1.3 Objectives of the Study
The primary goal of this study is to evaluate healthcare waste management strategies among health personnel. The precise aims include:
i. Determine the various types of trash produced in healthcare facilities in Abeokuta South Local Government (ASLG);
ii. Determine health workers’ understanding of healthcare waste management and segregation.
iii. To evaluate healthcare waste management practices by health workers and
iv. Determine how ASLG healthcare facilities dispose of healthcare waste.
1.4 Research Questions.
i. What types of healthcare waste are generated at ASLG’s health facilities?
ii. What is the level of knowledge among health workers about healthcare waste management?
iii. What is the practice of healthcare waste management among healthcare workers?
iv. How do healthcare workers in ASLG dispose of their final waste?
1.5 Research Hypotheses.
Hypothesis I
H0: There is no significant relationship between respondents’ knowledge of Healthcare waste management and ASLG.
Hello: There is a substantial association between respondents’ knowledge of healthcare waste management and ASLG.
Hypothesis II.
H0: There is no significant link between respondents’ practices regarding healthcare waste management in ASLG.
Hello: There is a substantial association between respondents’ practices regarding healthcare waste management in ASLG.

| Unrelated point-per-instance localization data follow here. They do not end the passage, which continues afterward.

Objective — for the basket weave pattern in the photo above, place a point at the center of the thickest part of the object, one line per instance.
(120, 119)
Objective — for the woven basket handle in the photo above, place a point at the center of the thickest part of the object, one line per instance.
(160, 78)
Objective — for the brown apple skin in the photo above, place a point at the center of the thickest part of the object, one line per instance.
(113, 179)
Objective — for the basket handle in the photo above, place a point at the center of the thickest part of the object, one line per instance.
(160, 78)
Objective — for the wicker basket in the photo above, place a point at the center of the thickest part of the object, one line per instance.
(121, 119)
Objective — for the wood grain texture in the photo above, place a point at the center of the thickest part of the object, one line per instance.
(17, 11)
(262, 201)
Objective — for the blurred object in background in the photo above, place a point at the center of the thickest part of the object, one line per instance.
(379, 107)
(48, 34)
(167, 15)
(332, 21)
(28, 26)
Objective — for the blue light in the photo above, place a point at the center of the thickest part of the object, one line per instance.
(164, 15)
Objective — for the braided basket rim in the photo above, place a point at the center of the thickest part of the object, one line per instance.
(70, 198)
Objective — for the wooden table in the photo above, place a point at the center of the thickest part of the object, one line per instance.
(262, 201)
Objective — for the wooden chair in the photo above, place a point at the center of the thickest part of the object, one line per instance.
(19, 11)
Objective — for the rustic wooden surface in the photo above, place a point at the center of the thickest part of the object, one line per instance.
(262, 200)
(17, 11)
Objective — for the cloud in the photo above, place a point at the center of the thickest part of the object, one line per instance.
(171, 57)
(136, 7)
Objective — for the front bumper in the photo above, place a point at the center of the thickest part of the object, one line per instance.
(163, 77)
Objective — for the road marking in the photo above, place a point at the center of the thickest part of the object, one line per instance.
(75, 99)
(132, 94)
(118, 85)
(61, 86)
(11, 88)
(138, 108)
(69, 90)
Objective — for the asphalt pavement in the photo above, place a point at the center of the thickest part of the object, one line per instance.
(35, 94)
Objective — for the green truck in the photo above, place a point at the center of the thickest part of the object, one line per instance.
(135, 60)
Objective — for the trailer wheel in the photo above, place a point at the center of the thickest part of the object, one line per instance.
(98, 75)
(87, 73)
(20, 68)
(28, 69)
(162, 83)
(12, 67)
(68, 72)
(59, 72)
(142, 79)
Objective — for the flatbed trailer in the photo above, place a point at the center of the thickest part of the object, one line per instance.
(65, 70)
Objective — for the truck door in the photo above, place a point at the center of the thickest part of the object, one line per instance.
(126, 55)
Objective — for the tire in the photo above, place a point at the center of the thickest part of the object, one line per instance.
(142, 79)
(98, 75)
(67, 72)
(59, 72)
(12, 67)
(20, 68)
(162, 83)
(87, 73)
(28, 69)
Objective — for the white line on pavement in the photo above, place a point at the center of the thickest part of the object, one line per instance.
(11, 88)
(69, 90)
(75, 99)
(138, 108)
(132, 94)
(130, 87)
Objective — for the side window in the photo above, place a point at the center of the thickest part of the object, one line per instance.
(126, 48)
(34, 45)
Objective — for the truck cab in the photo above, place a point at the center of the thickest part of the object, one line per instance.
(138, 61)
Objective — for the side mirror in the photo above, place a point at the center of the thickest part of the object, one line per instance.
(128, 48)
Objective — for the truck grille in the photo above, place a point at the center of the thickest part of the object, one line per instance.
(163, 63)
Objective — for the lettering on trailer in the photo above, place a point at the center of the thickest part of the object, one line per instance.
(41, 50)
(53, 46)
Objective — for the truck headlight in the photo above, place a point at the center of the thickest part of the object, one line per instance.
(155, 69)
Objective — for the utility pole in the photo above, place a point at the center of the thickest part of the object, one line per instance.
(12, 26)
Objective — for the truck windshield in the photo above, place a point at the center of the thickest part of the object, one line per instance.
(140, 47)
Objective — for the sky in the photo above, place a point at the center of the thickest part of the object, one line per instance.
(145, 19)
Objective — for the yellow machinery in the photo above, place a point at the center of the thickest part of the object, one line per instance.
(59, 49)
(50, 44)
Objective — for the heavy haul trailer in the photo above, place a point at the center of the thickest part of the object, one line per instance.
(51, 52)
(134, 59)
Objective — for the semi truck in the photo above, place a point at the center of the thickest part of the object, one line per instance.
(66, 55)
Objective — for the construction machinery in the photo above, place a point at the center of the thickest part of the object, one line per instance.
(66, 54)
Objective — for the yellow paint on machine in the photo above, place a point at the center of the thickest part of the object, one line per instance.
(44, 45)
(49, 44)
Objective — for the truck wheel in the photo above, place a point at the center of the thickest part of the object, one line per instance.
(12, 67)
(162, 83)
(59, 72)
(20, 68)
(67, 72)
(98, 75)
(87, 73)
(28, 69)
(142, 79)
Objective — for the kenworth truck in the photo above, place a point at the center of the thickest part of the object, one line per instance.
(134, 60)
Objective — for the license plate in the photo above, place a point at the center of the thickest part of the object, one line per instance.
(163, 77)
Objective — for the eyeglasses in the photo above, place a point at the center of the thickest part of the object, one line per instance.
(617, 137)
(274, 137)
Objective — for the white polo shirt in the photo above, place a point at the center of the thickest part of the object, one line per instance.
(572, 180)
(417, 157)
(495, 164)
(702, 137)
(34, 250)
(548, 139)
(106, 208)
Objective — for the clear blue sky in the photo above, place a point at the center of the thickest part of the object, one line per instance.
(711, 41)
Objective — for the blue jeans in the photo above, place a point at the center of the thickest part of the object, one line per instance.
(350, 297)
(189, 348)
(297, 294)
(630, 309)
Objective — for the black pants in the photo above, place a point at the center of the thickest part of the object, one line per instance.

1.6 Significance of the Study
Hospital waste management is part of hospital hygiene and infection control activities. While the healthcare facilities strive towards the aim of lowering health problems and removing potential human health concerns, they also create waste that may pose health hazards to patients, health workers and the community (Bongayi, 2013).
Mohee (2005) highlighted that healthcare wastes worldwide have rapidly increased in recent times due to rising population, numbers and sizes of healthcare facilities as well as the use of disposable healthcare products.
Poor management of clinical waste has direct influence on persons working in healthcare institutions, patients, the community and natural environment (Goddu, Duvvuri, & Bakki, 2007).